2 Sep 2015

More Sensible Forex Transactions

I sometimes receive dollars from the sale of restricted stock my employer gives me. These dollars are converted into rupees when I receive them in my rupee-denominated bank account.

When I receive a foreign-currency transfer, my bank levies fees, both explicit and in the form of a poor exchange rate, which totals to around 2%. On top of that, the sending bank has its own fees, like $25. And a third “intermediary bank” can come in and snatch another $75.

All this is to receive a foreign currency transfer in my Indian account. Later, when I go to the US and use my Indian credit card, the rupees are converted back into dollars, and I’m hit with another 7% in fees, for something like 10%. This is huge.

How do we solve this problem?

One solution is crypto-currencies, which are not restricted to a single country, and therefore have less need for conversion. No conversion means no fees.

A second solution is systems like Ripple which are multi-currency systems. Some of these use an auction to convert currencies, resulting in far lower overhead than your bank, which wants to rip you off rather than give you the best deal.

Even then, currency exchange has a bid/ask spread, which is 0.158% for dollar : rupee, as of this writing. That means if you receive dollars worth a million rupees, you’re paying ₹1580 just to convert currencies. This seems like a high fee just to convert money from one form to another.

The third solution is to leave the incoming money in the currency it’s in, assuming it’s a major currency like dollars, euro or pounds. Why? Several reasons:
- These inflate less than the rupee, so you lose less value over time. The rupee has fallen by half relative to the dollar over the past two decades.
- The US, EU and UK are also less volatile (no wild swings in the short term), and more stable (less chance of a default in the next decade than the Indian government, which is rated only one notch above junk).
- Holding on to multiple currencies also gives you diversification as opposed to a single currency, which can depreciate in value.

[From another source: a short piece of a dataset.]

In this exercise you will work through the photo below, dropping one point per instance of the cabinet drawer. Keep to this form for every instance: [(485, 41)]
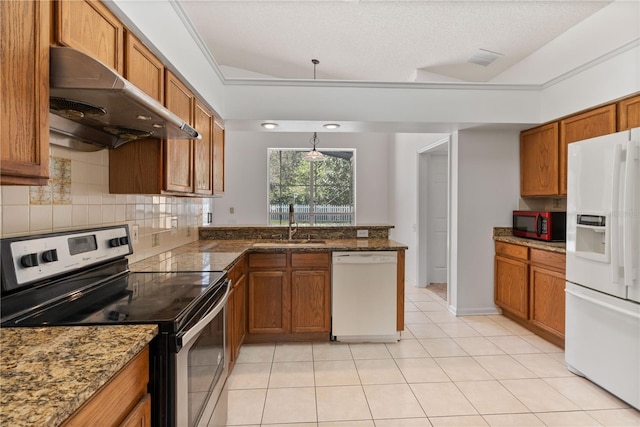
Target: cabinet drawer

So, all bank accounts should be multi-currency accounts [1], which can hold a number of balances in different currencies. I might have a balance of ₹20k + $200 in my account, for example. When I deposit rupees, the rupee balance goes up. When I receive a dollar-denominated transfer, the dollar balance goes up. And if I receive a third currency, like euros, then the account will have a third balance. That way, conversion between currencies happens lazily, when needed, like, in this example, traveling to Japan and withdrawing the money in yen from a Japanese ATM. And if I receive money in dollars and eventually spend it in dollars, then I’d have saved the 10% currency conversion fees I mentioned above.

This works for cypto-currencies as well — one can have a digital wallet that holds different amounts of currencies.

[1] Which, of course, requires government permission.